La domenica successiva mio padre mi prese nuovamente sulle gambe e mi chiese come andava a scuola. Purtroppo, la situazione non era cambiata. Quei ragazzini dispettosi continuavano a prendermi in giro, avevo sbagliato il dettato, che a tutti era sembrato semplicissimo e la merenda si era schiacciata dentro lo zaino due volte quella settimana, tanto che la maestra aveva chiesto a mia madre un contributo per i “bimbi smemorati”, visto che alla fine ero sempre io ad usufruirne.

«Come mai ti si è schiacciata di nuovo la merenda?» mi chiese mio padre.

«Per la verità mi prendono lo zaino e lo lanciano come fosse un pallone, poi magari ci si siedono sopra e alla fine la merenda… ma non voglio, che vieni tu. Voglio cavarmela da solo. Dimmi cosa devo fare per avere il mio super potere.»

«D’accordo. Ma sei proprio sicuro che non vuoi che venga a scuola a parlare con la maestra?»

«Se lo fai diranno che sono una femminuccia, che ho bisogno del papà per difendermi. Sarà anche peggio. La maestra non c’è, quando fanno quelle cose e nessuno può vederli.»

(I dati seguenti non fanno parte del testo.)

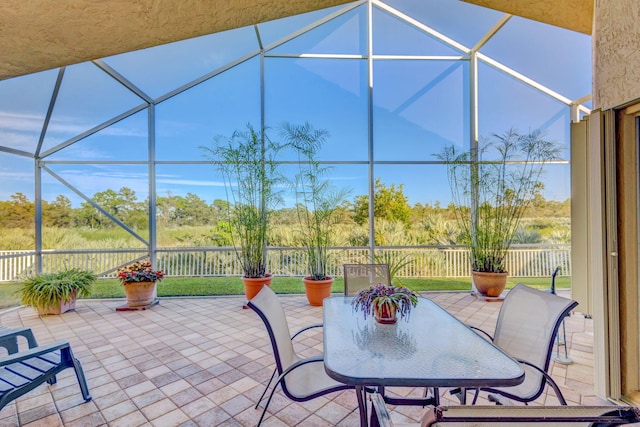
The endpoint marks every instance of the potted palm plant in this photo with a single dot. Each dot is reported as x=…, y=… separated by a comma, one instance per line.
x=246, y=162
x=56, y=293
x=385, y=302
x=316, y=204
x=492, y=196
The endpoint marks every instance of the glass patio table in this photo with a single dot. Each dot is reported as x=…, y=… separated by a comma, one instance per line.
x=429, y=349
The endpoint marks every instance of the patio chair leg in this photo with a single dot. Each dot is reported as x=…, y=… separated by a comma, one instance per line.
x=264, y=411
x=266, y=388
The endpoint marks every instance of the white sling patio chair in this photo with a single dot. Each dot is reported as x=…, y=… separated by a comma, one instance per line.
x=301, y=379
x=360, y=276
x=526, y=329
x=506, y=416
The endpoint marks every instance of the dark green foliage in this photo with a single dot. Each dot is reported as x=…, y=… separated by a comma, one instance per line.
x=317, y=200
x=47, y=290
x=493, y=195
x=246, y=161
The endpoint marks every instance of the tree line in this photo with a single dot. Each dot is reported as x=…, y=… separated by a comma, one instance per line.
x=391, y=206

Avevo capito che mio padre non era molto contento di quella situazione e avrebbe voluto fare due chiacchiere con loro e con i loro genitori, ma io volevo che mi rispettassero e se avessi mandato lui, non avrei mai potuto avere il loro rispetto. Ero quindi intenzionato ad andare avanti con quella ricerca del mio potere e forte di quella sicurezza avrei sconfitto i cattivi e mi sarei ripreso il mio amico. Fui molto contento quando vidi che mio padre mi assecondava e attento attesi il seguito del racconto.

Papà Ulisse da bambino

«Vedi questa foto? Sono tutti i miei fratelli. Nonna Margherita aveva il suo bel da fare. Tutti maschi per giunta, solo una sorella. Io ero il più terribile, così dicevano lei e mia madre. Non avevo paura di niente e sfidavo tutti. La nostra famiglia però non era molto ricca e tante bocche da sfamare erano qualcosa di impegnativo. Mia mamma faceva del suo meglio, ma spesso ci dovevamo accontentare di zuppe annacquate e frattaglie. Se ne rammaricava molto, ma la povertà non è una cosa che si può scegliere quando si è piccoli.»

«Quindi tu hai patito la fame?»

«In famiglia l’abbiamo patita tutti io forse un po’ meno. E a quel tempo nel mio paese c’era poco per tanti e troppo per pochi. Fu proprio per avere un’entrata in più che mia sorella fu presa a servizio in una delle famiglie ricche della zona. La facevano faticare come una schiava e in più il loro figliastro era veramente antipatico e la disturbava sempre. A volte mi portava con lei perché non mi volevano lasciare a casa da solo, mi metteva sul tavolo mentre faceva i lavori. Sono caduto solo una volta, poi non mi sono più mosso.»

Risi insieme a lui pur pensando che non doveva essere stato molto felice da piccolo anche se riusciva sempre a trovare il lato divertente di tutte le situazioni.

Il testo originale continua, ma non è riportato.